Hi @gonoob,
The output of your code shows the repeated output of a single worker. This happens because the workers run an infinite for
loop with no blocking calls. Because of this, the worker that runs first takes all CPU time, and all other goroutines have no chance to run.
The reason for this seemingly unexpected behavior is that the runtime scheduler is optimized for efficiency, so it only switches the execution context to another goroutine if the current goroutine blocks. (Calls that can block are, for example, I/O calls, system calls, or calls to time.Sleep().)
In this modification of your playground code, the workers also print their ID and the job # they receive. When you run this code, you can see that worker #5 executes job #1 endlessly.
Now remove the two comments from the "time"
import and from the "time.Sleep"
statement in the worker. Now other workers get a chance to run when the current worker goes asleep, and the output looks more like what you might have expected.

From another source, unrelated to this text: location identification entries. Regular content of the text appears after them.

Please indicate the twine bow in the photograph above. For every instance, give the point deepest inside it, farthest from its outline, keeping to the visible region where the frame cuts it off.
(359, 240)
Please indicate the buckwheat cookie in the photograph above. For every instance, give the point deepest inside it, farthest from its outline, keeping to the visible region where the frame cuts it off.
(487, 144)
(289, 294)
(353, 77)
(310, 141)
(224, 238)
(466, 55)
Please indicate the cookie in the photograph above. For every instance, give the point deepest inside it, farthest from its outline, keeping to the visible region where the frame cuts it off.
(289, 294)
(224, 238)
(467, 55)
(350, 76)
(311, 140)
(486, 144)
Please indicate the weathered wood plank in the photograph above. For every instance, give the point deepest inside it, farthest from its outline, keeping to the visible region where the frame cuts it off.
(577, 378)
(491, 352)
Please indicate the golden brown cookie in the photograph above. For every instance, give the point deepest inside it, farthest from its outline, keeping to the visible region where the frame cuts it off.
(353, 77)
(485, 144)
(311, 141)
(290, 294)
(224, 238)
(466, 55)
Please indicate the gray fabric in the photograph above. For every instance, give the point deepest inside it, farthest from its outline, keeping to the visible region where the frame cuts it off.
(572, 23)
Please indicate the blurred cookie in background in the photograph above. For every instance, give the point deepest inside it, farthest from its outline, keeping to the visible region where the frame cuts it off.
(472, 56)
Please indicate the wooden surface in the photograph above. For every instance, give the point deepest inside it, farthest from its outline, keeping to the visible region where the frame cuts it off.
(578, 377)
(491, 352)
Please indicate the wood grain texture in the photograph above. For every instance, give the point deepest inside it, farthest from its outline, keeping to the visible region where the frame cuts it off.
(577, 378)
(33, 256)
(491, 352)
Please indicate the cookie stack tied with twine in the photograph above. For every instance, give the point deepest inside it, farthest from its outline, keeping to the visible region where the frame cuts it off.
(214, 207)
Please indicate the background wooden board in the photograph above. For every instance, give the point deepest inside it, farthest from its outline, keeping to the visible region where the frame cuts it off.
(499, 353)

The output reveals something else.
You might have noticed that the job ID cycles from 1 to 5 once and then is 0 for all subsequent results.
The nested loop in main() creates 26*5 workers; yet the jobs queue contains only five values. After these five values have been consumed by the workers, the jobs channel produces null
values because it is already closed.
This is a quite counterintuitive behavior of channels. Reading from a closed channel does not error out but rather returns the null value of the channel type.
Luckily, the <-
operator can return two values on request. The second one is a boolean that switches to false
once a channel is closed and contains no more buffered values. With the “comma,ok” idiom you can make use of this.
job, ok := <-jobs
if !ok {
// no more jobs
return
}
// do the job
But if the only purpose of the jobs
channel is to start all workers at once, you can simply close the channel after all coworkers have been created. Then all workers can read a zero value from the channel and start executing.
Another option: Use a range
loop to read from a channel.
for item := range channel { ... }
This loop stops automatically when the channel is closed. Here is a simplified code where the work items are sent to the workers through a channel, and the workers range over the channel until it is closed.
(For extra fun, comment out the two time
lines again and see what happens.)
This code might not be exactly what you are trying to achieve, but I think the concepts shown here can be easily taken over into your scenario.